Grande tiqueté - Anne Serre

Grande tiqueté, c'est un texte éclairé par son avant-propos. Anne Serre a accompagné les derniers jours de son père. Durant ces ultimes moments partagés, une langue nouvelle - peut-être celle de la mort - est apparue de la bouche du père à l'oreille de sa fille. Et semblait à l'auteure qu'elle en entendait le sens. Cette expérience racontée comme point de départ à une étrange tentative langagière.

Trois personnages, Tom Élem et moi, ou Élem Tom et moi, vont leur chemin au travers de la lande issue d'un roman anglais, sans trop savoir où, comment, pourquoi. La petite troupe s'agrandit. Le temps et l'espace sont un peu confondus. Comme dans une comptine qui ne serait pas que pour les enfants. Se dessine un endroit où il ferait bon être, où Beckett et Rabelais se seraient rencontrés, y auraient mélangé leurs plumes... Un petit livre précieux, comme on en rencontre rarement, heureux hasard dont on se dit en lisant tout doucement qu'on aimerait ne jamais en avoir fini, rester toujours dans le partage de cette étrange langue inventée et de l'atmosphère si apaisante qu'elle crée. Mais le petit livre s'achève fatalement. Donc même ce serin dans sa cage druidée il faudrait le laisser. Ben oui.

Petit extrait :

L'amour de madame mère m'était plus grand qu'un ordalisque. Et pourtant, c'était une petite gigogne en noir avec le menton pas furetant. L'amour de madame mère me donnait des ailes. Ginfrait-elle en me boutuquant ? Et j'allais comme un sapan. Plutissait-elle ses ailes en me rusticant au passage ? J'embagaudais toute la nuit. Déliquait-elle mes zains et fourgidait mon sône ? J'entupérais à en ravir. Madame mère dans sa maison bâtissait un drôme en moi, autour de moi, feurdisant mes férises, acoutuçant mes randes. Nous étions comme deux astrolabes, deux aspérigodons, fournissant des us, sétupant des anrames, elle le savait, moi aussi, mais nous restions dans nos brades à défilquer les anvins car parler, non, quand l'ultirute est là. Madame mère me plaisait par son écousirable ardenture. Elle me figuait les gans et je les retenais. J'ursais très péniblement avec elle car ces choses-là ne se font pas dans la clarté et la publicité : on roint, on soint, on hodérise et toutes les cachées ont des noms véritables.

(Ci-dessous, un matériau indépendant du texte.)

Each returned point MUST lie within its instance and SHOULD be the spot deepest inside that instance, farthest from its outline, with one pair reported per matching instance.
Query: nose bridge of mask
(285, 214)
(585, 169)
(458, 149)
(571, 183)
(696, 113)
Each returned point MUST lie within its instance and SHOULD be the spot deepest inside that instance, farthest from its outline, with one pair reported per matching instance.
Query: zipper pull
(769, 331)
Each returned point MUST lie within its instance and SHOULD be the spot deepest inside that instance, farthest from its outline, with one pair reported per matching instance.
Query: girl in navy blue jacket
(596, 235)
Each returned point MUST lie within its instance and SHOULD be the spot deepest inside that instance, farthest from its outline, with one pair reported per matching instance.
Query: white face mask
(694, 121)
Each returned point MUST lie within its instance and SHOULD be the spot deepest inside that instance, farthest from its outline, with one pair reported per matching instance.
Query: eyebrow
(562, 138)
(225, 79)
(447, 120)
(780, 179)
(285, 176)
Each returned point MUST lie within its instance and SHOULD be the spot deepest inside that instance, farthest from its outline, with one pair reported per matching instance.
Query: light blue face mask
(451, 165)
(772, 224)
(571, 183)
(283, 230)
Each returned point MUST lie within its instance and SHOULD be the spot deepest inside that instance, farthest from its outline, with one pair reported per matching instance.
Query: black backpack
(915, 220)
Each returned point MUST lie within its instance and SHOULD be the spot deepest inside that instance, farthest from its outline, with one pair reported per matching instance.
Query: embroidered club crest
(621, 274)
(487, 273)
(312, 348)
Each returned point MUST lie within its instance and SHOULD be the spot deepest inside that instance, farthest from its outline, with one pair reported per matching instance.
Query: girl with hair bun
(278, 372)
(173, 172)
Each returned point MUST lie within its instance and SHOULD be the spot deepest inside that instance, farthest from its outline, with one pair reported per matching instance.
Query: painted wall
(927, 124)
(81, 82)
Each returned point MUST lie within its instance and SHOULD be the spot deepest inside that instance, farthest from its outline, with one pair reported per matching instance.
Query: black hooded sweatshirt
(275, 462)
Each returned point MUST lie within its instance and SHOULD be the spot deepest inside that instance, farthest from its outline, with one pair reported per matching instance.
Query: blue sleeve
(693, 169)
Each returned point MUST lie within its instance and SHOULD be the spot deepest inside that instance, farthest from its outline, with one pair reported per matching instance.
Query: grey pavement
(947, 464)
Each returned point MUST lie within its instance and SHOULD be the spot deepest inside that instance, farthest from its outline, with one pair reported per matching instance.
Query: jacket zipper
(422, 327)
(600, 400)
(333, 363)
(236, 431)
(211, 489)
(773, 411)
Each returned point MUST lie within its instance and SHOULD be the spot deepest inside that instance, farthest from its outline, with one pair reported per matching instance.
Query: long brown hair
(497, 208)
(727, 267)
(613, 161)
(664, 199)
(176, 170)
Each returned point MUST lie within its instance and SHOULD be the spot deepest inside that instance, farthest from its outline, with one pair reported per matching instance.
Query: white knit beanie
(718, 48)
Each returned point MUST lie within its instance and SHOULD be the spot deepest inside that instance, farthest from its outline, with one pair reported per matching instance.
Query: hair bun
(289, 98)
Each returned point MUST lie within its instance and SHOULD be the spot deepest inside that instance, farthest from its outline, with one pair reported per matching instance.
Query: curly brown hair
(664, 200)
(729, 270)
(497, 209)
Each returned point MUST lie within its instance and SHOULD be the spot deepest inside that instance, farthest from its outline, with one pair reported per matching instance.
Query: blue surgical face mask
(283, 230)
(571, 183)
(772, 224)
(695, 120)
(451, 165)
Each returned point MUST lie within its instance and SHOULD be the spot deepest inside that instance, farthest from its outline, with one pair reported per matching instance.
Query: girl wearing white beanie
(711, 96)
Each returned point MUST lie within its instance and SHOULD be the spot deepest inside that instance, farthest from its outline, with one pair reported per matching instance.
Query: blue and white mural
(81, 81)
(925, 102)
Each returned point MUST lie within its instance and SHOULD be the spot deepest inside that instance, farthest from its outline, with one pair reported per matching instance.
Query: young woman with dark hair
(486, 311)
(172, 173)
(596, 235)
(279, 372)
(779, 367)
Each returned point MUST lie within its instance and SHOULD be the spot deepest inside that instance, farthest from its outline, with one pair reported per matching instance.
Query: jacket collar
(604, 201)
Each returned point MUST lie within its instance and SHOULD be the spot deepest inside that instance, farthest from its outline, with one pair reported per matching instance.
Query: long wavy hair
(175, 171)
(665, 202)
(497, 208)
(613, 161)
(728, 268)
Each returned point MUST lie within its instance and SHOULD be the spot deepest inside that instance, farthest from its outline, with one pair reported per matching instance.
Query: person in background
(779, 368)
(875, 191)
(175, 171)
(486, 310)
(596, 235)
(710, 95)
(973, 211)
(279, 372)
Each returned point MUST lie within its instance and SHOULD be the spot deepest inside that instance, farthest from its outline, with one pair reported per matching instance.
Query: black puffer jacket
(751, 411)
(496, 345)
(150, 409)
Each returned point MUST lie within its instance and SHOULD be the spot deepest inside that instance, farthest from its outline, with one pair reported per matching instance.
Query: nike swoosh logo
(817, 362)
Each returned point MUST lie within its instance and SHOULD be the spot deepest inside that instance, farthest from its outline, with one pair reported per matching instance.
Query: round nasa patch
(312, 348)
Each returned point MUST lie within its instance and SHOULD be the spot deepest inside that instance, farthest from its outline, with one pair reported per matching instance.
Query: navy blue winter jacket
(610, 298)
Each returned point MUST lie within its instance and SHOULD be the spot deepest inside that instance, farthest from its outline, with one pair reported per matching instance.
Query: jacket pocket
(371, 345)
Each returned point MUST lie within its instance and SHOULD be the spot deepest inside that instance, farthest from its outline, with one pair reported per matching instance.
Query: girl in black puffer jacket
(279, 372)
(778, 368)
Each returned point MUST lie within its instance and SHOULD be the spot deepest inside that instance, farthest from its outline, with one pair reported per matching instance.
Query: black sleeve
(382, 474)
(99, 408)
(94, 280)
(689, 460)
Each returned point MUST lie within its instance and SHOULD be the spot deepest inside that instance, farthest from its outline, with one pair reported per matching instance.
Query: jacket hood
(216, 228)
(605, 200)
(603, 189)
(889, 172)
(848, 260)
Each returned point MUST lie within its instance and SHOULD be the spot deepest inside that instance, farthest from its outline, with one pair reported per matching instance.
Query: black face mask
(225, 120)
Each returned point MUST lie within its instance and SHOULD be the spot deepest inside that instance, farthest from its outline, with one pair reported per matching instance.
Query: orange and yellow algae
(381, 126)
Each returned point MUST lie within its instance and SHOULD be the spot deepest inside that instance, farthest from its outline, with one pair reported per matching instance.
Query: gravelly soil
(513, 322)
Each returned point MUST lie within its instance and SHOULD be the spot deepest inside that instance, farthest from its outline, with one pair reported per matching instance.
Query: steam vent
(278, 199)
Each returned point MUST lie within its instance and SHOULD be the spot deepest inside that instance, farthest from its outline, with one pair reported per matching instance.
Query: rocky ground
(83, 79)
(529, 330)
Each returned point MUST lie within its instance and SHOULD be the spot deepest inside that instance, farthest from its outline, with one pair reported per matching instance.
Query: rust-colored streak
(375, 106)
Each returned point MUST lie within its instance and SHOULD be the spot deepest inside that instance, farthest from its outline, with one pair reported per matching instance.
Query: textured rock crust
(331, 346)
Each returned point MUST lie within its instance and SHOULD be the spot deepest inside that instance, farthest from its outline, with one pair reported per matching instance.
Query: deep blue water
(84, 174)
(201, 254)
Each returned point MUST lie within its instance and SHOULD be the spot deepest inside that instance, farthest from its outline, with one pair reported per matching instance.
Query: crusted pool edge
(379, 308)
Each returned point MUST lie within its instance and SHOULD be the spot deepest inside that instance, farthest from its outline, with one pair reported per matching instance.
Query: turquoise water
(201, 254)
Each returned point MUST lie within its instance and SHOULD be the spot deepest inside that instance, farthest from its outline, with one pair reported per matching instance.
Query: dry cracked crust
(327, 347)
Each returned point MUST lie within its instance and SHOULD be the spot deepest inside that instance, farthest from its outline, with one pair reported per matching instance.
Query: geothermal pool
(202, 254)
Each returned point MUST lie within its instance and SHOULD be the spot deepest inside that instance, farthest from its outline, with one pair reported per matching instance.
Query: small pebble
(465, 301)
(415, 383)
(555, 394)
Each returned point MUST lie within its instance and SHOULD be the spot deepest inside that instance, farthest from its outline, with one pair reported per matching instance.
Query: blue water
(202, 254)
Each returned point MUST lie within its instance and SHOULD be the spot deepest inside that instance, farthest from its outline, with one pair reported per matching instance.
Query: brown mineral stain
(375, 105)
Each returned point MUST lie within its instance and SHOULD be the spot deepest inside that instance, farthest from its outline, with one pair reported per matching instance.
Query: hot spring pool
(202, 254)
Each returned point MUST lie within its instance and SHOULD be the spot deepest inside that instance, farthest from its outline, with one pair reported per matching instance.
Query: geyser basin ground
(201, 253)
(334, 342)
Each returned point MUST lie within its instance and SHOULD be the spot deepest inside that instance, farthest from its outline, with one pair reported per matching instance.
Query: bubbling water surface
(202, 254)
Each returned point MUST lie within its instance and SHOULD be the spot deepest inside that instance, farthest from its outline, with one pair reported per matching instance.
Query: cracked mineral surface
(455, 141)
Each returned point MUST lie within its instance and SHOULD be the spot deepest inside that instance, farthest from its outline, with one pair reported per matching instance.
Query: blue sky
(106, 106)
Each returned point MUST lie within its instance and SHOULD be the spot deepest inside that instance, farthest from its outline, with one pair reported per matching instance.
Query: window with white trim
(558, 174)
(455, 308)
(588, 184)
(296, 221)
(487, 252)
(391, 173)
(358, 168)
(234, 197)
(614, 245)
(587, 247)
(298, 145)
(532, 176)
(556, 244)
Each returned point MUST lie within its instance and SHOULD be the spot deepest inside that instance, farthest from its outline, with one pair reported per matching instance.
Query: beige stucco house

Grande tiqueté, Anne Serre, Champ Vallon 2019, p. 51-52.

Et puis un autre :

Nous picniquillons sous les daules, on sortait de grandes couvertures et c'était très reposant, tout à fait aimable pour moi que les désirs et autres alumines incendessants soient rentrés par le petit goulet et s'ébattent dans la cristallette carafe de cristal. On était beaucoup mieux, Élem Tom et moi ou moi Tom et Élem ou Tom et ainsi de buite à aimer gentiment avec les converssassillons idoines, se lendant le tel, se sutisant le saône, gurdant le bérilleux Marin de Poinçon comme le meilleur des compagnons. Le désir, cela nous avait toujours fait un peu mal. Dans nos cœurs vrillants c'était une telle englure qu'il fallait toujours s'écorter et se broire, obtupiser la scène. Alors que l'affection nous allait comme un gant, jusqu'au moment, jusqu'au moment où de nouveau la tourpie tourpillait et que nous étions face, encore une fois, au grand appel qui écortise les bronches, pénètre dans votre patenôtre, frise et fridule, garince vos errois, et là incendie ouvrant les chevêches à toute volée. Pour que le désir tombe, il suffisait parfois de regarder autrement. C'était comme volontairement changer de cerveau ou le faire tourner. Cette présence qui vous aspirait, pareille à un tône, il sutisait de la dépouiller de ses pouvoirs magiques, de la désosser, la cagnisser. Ce n'était pas difficile et Tom et moi Élem aussi nous avions souvent fait des exercices pratiques, souvent les après-midi d'été dans les clairières, apprenant à ôter de l'image qui nous aspirait la frille ou la forise qui nous rendait béguants. Mais ensuite, toujours nous voulions être repris.

Grande tiqueté, Anne Serre, Champ Vallon 2019, p. 66-67.